“Ken Livingstone, London’s famously loose-lipped mayor, boarded a subway train here as cameras flashed, demonstrating this city’s resolve not to be cowed by the terrorist attacks that struck three subways and a bus last week. ‘We are going to work, we carry on our lives,’ Livingstone told reporters on Monday morning before resuming his usual commute to work. ‘We don’t let a small group of terrorists change the way we live.’ And that was all.
“Livingstone, 60, has emerged as a sort of anti-Rudolph Giuliani in the wake of the terrorist attacks, the worst the city has ever seen. He has made two solemn statements worthy of Winston Churchill, but has otherwise kept a remarkably low profile for a man whose quarter-century in politics has been marked by bold initiatives and maverick debates. There has been nothing of the post-Sept. 11 take-charge behavior that briefly catapulted Giuliani, as mayor of New York, to the national political stage.
“At last, some people are saying, ‘Red Ken,’ as he is known because of his outspoken liberal views, has hit the right note of humility and outrage and quiet resolve without getting anyone upset. But there may also be something else at play: Livingstone was lambasted last year for inviting an Egyptian-born, Qatari-based conservative cleric, Sheik Yousef al-Qaradawi, to London in what Livingstone’s defenders say was an attempt to demonstrate to the city’s disaffected, radical Muslim youth the mayor’s willingness to engage in dialogue.”

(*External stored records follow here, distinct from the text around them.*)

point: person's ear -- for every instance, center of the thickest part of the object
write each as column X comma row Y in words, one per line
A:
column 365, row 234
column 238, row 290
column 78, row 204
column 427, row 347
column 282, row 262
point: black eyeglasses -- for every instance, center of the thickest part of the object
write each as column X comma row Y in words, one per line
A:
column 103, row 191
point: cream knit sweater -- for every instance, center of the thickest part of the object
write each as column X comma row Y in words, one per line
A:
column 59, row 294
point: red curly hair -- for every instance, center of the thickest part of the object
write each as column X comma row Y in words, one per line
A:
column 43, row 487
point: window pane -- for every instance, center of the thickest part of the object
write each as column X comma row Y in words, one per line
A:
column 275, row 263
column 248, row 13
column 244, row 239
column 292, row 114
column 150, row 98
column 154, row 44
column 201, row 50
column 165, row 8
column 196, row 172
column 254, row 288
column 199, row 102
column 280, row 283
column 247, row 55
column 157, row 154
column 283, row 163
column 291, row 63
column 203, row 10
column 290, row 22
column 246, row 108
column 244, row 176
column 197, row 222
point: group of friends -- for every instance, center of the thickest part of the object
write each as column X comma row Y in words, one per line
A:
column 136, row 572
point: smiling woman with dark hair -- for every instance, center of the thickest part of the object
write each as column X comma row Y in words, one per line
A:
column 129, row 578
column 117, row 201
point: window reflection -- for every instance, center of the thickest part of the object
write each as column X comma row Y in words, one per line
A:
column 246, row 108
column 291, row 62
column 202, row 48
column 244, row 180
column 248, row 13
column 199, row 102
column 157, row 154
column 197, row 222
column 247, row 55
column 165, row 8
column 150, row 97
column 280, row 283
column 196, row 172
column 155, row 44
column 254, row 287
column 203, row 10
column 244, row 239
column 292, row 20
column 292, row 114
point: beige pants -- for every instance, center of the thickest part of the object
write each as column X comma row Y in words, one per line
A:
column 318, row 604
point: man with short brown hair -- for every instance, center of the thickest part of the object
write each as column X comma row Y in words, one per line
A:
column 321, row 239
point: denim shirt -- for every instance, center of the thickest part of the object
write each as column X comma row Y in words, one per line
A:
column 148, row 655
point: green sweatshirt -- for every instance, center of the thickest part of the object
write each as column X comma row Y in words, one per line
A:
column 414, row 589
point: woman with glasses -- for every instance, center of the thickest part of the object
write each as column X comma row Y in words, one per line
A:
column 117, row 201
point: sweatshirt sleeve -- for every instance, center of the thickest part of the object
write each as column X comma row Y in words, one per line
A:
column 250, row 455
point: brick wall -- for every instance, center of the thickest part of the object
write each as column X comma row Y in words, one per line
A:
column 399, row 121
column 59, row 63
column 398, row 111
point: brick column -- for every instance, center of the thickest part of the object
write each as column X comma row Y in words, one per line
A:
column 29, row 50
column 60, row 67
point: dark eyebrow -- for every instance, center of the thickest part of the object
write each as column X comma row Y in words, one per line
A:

Or perhaps, duh, it might be because the Mayor of London has significantly fewer powers than the Mayor of New York. Or hadn’t the NYT noticed that? Plus, of course, two days after this article was published the mayor addressed a 50,000-strong vigil in Trafalgar Square to commemorate the victims of the bombings – and two days after that organised the massive London United concert to celebrate the capital’s diversity and protest against those who sought to destroy it.